The Union: I Worship a Golden Sun
We recorded this with drums, bass, guitar and keyboards all live. I really like Mike’s bass part in this song. We’ve been playing the whole trilogy for close to two years but we never felt it was ready to release until now. The turning point came when we actually broke it down into four parts, and then eventually three. It was the first time we experimented with a bigger than normal live set up also; multiple keyboards and triggers for the drones etc. We always liked to use lots of percussion live as well. This trilogy was a really good way for us to all push ourselves musical, mainly in a live context. When we last toured Europe we played a mix of both albums. It was mainly a headline tour so we were given quite big set times. Most ran between 1hr 20 and 1hr 45. Finishing the set on this trilogy and then coming back on to play New England was thoroughly exhausting. It meant that our last 30 minutes on stage was pretty much non stop without any breaks. Just like the theme of The Heritage, this particular part is about ultimatums and generational inheritance. I feel bad for the poor sods, I really do.

The Union: Recidivist
This had a number of title changes and at a time some lyrics. It represents my fear of sliding back into old ways or losing control. Likewise, it’s also about being scared of giving control away. Without a doubt this had to be the most dark as fuck part in the album. Thom and Mike played some huge timpani’s and bits of drum kit over the guitar feedback and chords. We played it together live. Gav from worriedaboutsatan came into the recording session and just said, “what the fuck is this?” then just walked out shaking his head. Sophie’s job was to torture her violin to death. Some time before whilst on tour in Europe, we’d pulled into a music shop to buy some replacement cables and drum parts (we’d broken a lot of stuff during a particularly destructive show the night before).

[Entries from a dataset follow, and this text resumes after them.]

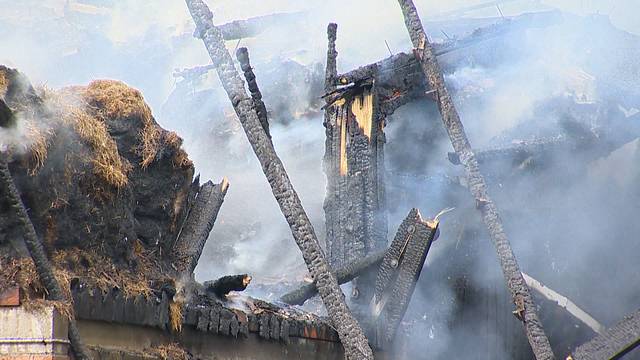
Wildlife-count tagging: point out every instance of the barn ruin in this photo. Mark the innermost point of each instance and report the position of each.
(104, 220)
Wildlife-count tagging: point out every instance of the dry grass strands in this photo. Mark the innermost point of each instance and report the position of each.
(116, 100)
(100, 270)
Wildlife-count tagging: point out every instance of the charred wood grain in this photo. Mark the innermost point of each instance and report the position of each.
(261, 110)
(398, 275)
(614, 342)
(477, 185)
(351, 335)
(343, 274)
(195, 232)
(36, 250)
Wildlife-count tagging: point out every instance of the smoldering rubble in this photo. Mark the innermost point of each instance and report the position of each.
(371, 163)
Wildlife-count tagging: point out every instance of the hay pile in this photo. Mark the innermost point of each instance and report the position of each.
(105, 185)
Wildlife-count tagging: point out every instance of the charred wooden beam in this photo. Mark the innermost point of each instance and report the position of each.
(398, 275)
(38, 255)
(195, 231)
(343, 274)
(224, 285)
(525, 308)
(351, 334)
(6, 115)
(243, 58)
(517, 152)
(613, 343)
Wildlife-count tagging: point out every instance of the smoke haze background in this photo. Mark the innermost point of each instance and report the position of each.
(573, 233)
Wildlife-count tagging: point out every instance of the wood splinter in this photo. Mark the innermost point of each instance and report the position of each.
(224, 285)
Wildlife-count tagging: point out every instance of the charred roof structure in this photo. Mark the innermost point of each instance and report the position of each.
(103, 219)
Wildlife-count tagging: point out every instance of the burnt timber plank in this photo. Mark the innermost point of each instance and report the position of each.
(353, 339)
(525, 306)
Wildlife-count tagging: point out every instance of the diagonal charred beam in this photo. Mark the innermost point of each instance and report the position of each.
(398, 275)
(350, 332)
(40, 260)
(613, 343)
(526, 309)
(197, 227)
(243, 58)
(343, 274)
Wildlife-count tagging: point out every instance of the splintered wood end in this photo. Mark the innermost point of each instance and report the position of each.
(224, 184)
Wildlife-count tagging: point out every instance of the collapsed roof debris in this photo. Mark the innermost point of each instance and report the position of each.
(115, 223)
(525, 308)
(351, 334)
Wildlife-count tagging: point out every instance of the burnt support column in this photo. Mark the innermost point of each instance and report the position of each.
(525, 308)
(355, 210)
(38, 255)
(355, 343)
(398, 275)
(194, 234)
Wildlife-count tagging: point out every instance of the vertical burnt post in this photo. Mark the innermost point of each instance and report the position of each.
(354, 205)
(525, 308)
(351, 335)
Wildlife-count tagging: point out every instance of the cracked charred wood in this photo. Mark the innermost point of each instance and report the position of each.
(6, 115)
(243, 58)
(398, 275)
(38, 255)
(195, 231)
(350, 332)
(525, 308)
(613, 343)
(343, 274)
(224, 285)
(239, 29)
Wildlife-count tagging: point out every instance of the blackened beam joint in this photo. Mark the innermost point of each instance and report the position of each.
(355, 343)
(195, 231)
(261, 110)
(343, 274)
(398, 275)
(613, 343)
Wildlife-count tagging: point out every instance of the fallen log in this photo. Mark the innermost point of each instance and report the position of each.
(343, 274)
(224, 285)
(38, 255)
(350, 332)
(261, 110)
(194, 234)
(613, 343)
(564, 303)
(525, 308)
(398, 275)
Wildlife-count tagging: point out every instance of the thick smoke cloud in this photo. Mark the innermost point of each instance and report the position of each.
(572, 225)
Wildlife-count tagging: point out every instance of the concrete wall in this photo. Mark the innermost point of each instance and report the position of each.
(33, 335)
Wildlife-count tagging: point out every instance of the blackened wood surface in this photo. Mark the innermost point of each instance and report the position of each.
(198, 225)
(398, 275)
(352, 337)
(344, 275)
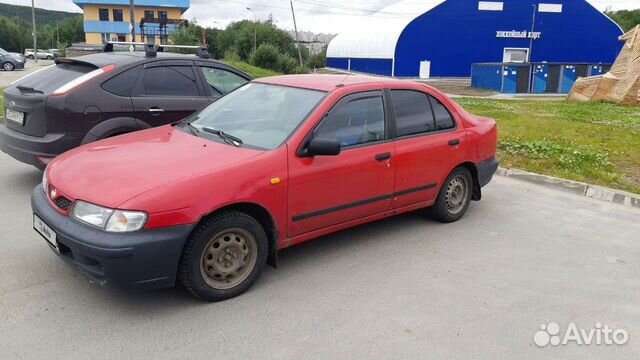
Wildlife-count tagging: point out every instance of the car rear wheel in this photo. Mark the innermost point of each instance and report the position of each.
(454, 196)
(224, 256)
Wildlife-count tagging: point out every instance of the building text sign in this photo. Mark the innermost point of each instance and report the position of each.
(515, 34)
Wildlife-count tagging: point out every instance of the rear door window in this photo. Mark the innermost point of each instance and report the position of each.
(413, 112)
(170, 81)
(444, 120)
(221, 81)
(123, 83)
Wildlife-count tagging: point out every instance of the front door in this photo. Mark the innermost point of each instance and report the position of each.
(167, 92)
(330, 190)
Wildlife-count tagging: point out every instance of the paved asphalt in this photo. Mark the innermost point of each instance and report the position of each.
(403, 288)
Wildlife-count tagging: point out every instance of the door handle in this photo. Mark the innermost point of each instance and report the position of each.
(383, 156)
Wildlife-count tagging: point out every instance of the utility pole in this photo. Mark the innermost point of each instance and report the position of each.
(132, 19)
(255, 30)
(533, 28)
(35, 36)
(295, 28)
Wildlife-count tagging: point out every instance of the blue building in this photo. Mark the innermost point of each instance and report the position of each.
(443, 38)
(110, 20)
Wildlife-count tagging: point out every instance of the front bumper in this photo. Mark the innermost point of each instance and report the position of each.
(27, 148)
(142, 260)
(486, 169)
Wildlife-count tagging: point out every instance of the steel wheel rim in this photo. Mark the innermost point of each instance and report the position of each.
(228, 258)
(456, 195)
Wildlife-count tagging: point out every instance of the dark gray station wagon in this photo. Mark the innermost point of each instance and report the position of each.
(84, 99)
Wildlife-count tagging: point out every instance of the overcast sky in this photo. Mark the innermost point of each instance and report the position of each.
(329, 16)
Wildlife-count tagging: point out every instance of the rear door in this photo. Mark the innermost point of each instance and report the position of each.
(167, 91)
(428, 143)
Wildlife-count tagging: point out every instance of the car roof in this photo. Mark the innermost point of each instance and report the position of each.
(323, 82)
(120, 58)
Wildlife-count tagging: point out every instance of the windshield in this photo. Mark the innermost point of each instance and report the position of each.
(258, 115)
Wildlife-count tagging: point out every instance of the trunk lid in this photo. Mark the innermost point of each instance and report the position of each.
(29, 95)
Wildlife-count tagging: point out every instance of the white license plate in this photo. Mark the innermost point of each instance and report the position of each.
(15, 116)
(44, 230)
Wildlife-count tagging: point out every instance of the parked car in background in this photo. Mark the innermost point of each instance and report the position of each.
(11, 61)
(84, 99)
(282, 160)
(42, 54)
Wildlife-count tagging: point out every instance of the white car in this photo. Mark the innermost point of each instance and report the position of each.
(42, 54)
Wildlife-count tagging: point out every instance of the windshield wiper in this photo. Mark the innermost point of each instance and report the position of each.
(28, 89)
(230, 139)
(194, 130)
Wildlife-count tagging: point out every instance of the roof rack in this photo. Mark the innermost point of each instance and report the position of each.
(151, 50)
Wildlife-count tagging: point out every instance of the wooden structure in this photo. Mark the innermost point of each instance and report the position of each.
(621, 84)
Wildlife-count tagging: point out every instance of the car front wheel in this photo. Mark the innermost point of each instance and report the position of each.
(224, 256)
(454, 196)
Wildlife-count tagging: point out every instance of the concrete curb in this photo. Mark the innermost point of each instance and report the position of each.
(574, 187)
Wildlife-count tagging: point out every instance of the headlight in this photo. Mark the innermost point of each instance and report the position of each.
(91, 214)
(108, 219)
(125, 221)
(45, 182)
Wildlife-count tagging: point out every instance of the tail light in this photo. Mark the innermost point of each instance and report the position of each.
(68, 87)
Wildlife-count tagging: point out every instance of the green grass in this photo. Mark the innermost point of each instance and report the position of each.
(254, 71)
(596, 143)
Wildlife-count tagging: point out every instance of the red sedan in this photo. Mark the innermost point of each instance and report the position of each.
(211, 199)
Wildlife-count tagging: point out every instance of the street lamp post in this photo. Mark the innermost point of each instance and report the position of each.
(132, 20)
(255, 29)
(35, 35)
(295, 28)
(533, 28)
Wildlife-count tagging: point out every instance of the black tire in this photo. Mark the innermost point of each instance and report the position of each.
(198, 255)
(450, 205)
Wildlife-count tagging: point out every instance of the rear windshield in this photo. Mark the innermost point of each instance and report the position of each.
(51, 78)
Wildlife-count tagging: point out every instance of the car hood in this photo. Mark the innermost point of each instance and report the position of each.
(111, 171)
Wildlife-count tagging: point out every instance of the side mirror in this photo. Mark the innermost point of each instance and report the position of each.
(323, 147)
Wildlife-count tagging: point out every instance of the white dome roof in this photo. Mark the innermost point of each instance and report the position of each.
(378, 38)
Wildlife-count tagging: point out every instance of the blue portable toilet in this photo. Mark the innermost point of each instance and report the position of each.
(540, 76)
(516, 78)
(487, 76)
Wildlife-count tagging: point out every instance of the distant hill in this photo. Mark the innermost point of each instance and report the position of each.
(627, 19)
(43, 16)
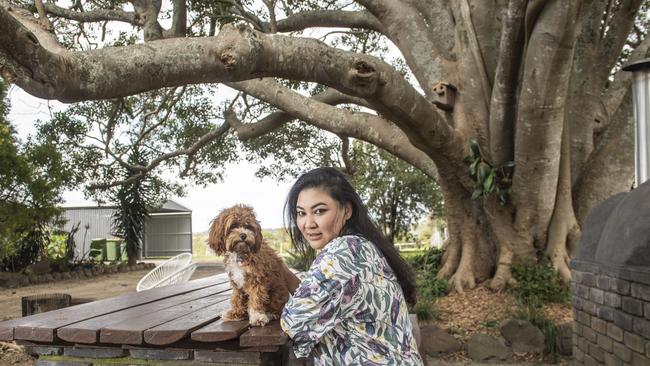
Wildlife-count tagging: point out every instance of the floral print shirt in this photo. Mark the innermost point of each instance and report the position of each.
(350, 310)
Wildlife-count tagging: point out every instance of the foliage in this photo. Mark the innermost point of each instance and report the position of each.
(32, 177)
(429, 287)
(131, 211)
(60, 249)
(487, 178)
(300, 261)
(538, 283)
(98, 135)
(397, 194)
(536, 317)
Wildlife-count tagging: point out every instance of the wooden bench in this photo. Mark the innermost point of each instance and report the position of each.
(176, 325)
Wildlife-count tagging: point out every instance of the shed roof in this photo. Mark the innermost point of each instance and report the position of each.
(167, 207)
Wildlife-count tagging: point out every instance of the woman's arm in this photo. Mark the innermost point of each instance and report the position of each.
(315, 307)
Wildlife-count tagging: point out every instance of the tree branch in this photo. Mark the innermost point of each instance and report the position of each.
(147, 11)
(427, 48)
(275, 120)
(622, 80)
(362, 126)
(618, 29)
(544, 88)
(330, 19)
(42, 15)
(475, 49)
(142, 170)
(502, 102)
(179, 20)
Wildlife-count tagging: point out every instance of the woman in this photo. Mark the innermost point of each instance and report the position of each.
(350, 309)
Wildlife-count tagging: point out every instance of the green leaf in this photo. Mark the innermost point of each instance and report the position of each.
(476, 150)
(472, 168)
(488, 184)
(482, 172)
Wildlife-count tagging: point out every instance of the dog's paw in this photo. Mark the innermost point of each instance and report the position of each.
(258, 319)
(230, 316)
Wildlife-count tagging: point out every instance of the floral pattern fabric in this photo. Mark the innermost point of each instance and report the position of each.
(350, 310)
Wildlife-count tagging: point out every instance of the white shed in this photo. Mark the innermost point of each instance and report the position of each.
(168, 230)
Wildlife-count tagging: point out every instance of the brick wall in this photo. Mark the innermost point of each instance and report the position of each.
(611, 315)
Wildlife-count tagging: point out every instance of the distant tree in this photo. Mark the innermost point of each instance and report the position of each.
(537, 84)
(32, 177)
(397, 194)
(132, 199)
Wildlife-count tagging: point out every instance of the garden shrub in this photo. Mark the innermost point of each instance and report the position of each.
(538, 283)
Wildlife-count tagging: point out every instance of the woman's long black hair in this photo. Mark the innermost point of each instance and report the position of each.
(337, 186)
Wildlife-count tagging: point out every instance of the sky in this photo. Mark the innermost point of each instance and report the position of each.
(240, 185)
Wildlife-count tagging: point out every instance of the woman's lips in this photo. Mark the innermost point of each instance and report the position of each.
(314, 236)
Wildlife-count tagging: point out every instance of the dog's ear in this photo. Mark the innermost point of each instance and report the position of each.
(258, 236)
(217, 234)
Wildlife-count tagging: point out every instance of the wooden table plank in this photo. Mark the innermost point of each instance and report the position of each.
(131, 331)
(88, 331)
(41, 327)
(220, 331)
(269, 335)
(178, 329)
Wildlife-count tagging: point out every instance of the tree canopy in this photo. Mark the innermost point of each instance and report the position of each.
(537, 84)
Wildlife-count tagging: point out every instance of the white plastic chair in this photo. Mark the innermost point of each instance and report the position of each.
(176, 269)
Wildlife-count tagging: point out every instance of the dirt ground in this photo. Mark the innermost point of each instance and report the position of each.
(87, 289)
(462, 314)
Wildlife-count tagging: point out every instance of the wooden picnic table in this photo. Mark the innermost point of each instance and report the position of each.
(176, 324)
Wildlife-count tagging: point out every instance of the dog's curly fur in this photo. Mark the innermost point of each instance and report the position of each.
(261, 282)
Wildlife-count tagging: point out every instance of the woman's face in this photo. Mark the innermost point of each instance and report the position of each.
(320, 217)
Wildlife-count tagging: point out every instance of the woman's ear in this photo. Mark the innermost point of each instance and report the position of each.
(348, 212)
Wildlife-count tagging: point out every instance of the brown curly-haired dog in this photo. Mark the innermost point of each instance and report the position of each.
(261, 282)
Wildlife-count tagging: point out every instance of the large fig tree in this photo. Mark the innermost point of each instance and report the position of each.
(516, 107)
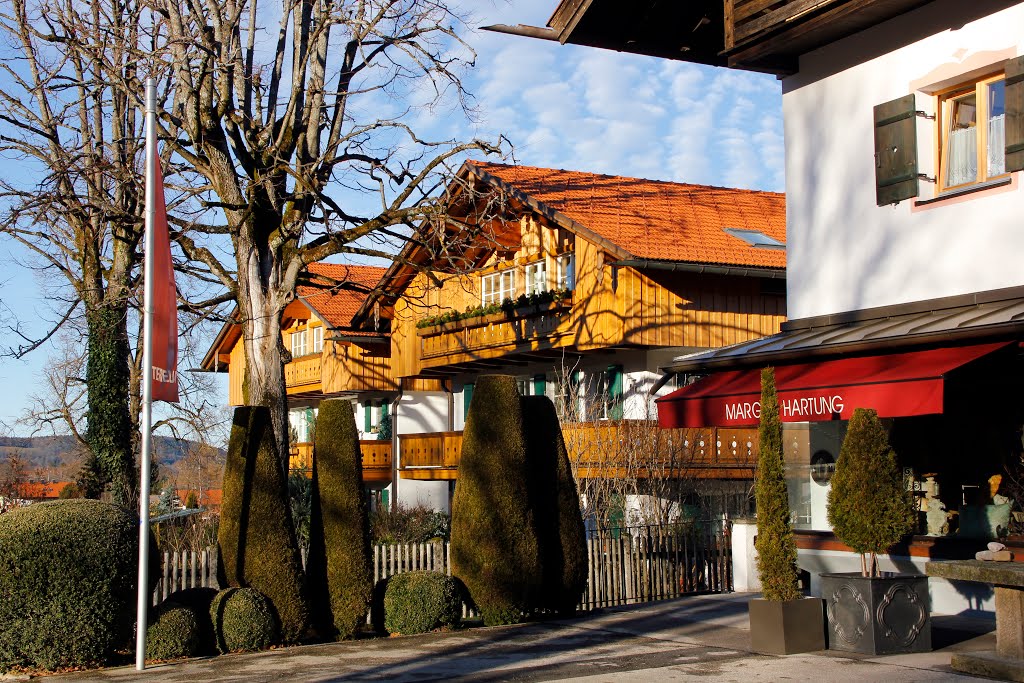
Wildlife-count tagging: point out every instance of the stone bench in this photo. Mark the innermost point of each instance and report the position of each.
(1008, 579)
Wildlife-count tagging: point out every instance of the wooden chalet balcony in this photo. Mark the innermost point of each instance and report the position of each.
(525, 328)
(303, 375)
(769, 35)
(376, 460)
(621, 450)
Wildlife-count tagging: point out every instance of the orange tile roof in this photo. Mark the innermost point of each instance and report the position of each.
(337, 307)
(653, 219)
(210, 498)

Adam managed to buy a little red recorder for €1. Good job too because he plays it extensively during the first part of this track.

The Union: Into the West
We’d always wanted to do a song that was an epic western. It details a crossing over into death and beyond. And just hoping that there is something, anything. Adam gets to drum like a beast in this. In fact, everyone gets to play like a beast in this. Corah is wailing on his trombone like it’s his last time. Mike’s bass riff is unbelievably hard to play. And I get to play some slide guitar. Hell. Yes.Our friends The Monroe Transfer played on this also for some extra, screwdriver guitar, viola and cello. It was important for the whole song to sound like it was all around you and incredibly dense. I didn’t want any space left in the mix, everything had to be filled. The album always had to end like this, with these three tracks. We’d decided very early on that it would be this way. We recognised somewhere during the mixing process that the album was very long and quite hard going. I think we knew, because of the content and the journey involved to get to this point that it was always going to be that way. We’ve never put more effort into the recording of a record than we did for this, it was really quite draining at some points during the mixing, but it’s okay; we were prepared for it in some way. Like we all always knew how it would sound, before it’d been written.